Following on from a recent post regarding an estimate of the number of potential errors in the NMRShiftDB a recent report was issued regarding a deep analysis of the data rather than the cursory estimates that I suggested. The details of that analysis have been exposed on Ryan Sasaki’s blog and in a separate report. By definition an objective examination of performance of algorithms by a software vendor is generally challenged. So be it. However, if the assumption that the examination is objective and driven by quality science then any other flavors should be distasteful and the science is what it is.

The report analyzing the performance of both the ACD/CNMR predictor and Robiens’ algorithm provided the statistics shown below:
Comparison of predictors

Previously I commented in the blog that based on an early analysis “The quality is excellent and there are “large errors” but minimum in number.” This comment seemed to cause some confusion.

So, what do I mean by large error?

What I do NOT mean is that a chemical shift at 120ppm is predicted to be at 80ppm and therefore there is a large error. No, the chemical shift at 120ppm could be experimentally correct but the prediction algorithm could fail to predict it correctly.

What I DO mean is that an assignment of a particular nucleus to 120ppm may be entered into the database but the ACTUAL shift should be 12ppm….that additional zero just showing up as an error during the submission process. So, the errors I am pointing to are those of incorrectly drawn structures, mis-assignments, transcription errors and other potential sources of error. My estimates refer to the number of significant assignment or structural errors that were glaringly incorrect and I was subjectively thinking of situations where the difference between the actual experimental shift value and the one assigned to nucleus was >20ppm….this does not mean that mis-assignments of even 1ppm are any less importance, just not necessarily as easy to detect and not part of my subjective criteria.

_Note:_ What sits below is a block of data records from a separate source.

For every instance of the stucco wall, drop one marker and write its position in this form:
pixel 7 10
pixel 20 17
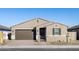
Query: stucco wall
pixel 51 37
pixel 71 36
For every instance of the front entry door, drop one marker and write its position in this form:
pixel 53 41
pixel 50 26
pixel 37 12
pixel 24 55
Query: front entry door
pixel 43 34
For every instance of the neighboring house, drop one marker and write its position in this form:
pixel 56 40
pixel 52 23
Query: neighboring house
pixel 75 29
pixel 40 30
pixel 5 30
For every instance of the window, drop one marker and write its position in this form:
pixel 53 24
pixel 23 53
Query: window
pixel 56 31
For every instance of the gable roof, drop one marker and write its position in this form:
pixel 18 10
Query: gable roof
pixel 4 28
pixel 40 19
pixel 75 27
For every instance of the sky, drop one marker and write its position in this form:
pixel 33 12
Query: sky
pixel 13 16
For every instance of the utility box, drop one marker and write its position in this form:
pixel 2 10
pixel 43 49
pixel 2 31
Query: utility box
pixel 1 37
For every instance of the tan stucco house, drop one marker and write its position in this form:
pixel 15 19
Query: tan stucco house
pixel 39 29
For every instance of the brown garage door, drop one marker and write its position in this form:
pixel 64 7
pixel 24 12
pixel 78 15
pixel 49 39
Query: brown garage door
pixel 23 34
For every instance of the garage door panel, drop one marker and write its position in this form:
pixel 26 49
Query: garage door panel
pixel 24 34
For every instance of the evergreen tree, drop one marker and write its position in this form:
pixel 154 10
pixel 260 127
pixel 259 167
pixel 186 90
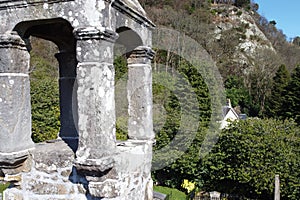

At present, the data have been examined in more detail and I believe I overestimated…a report of potential glaring errors has been returned to Christoph for him to examine and make changes to the database as he sees fit. Glaring errors are less than 250 in number based on my subjective criteria. Again, this does not mean that there aren’t hundreds or thousands of errors buried in the data…they are not obvious errors and require more manual examination.

Now, let’s return to some of the other comments about potential errors in the database. In his post Robien has highlighted some errors that are contained within the data. With his examination he has highlighted the necessary level of care and caution required to create the cleanest database of data possible and willingly admits there are likely still errors in his own database even after rigorous checking procedures. It would be naïve to not admit this for a large database and certainly this is true for some of the NMR data contained in the millions of shifts used as the basis of the ACD/Labs NMR predictions. There are errors in there…we are just not aware of them yet.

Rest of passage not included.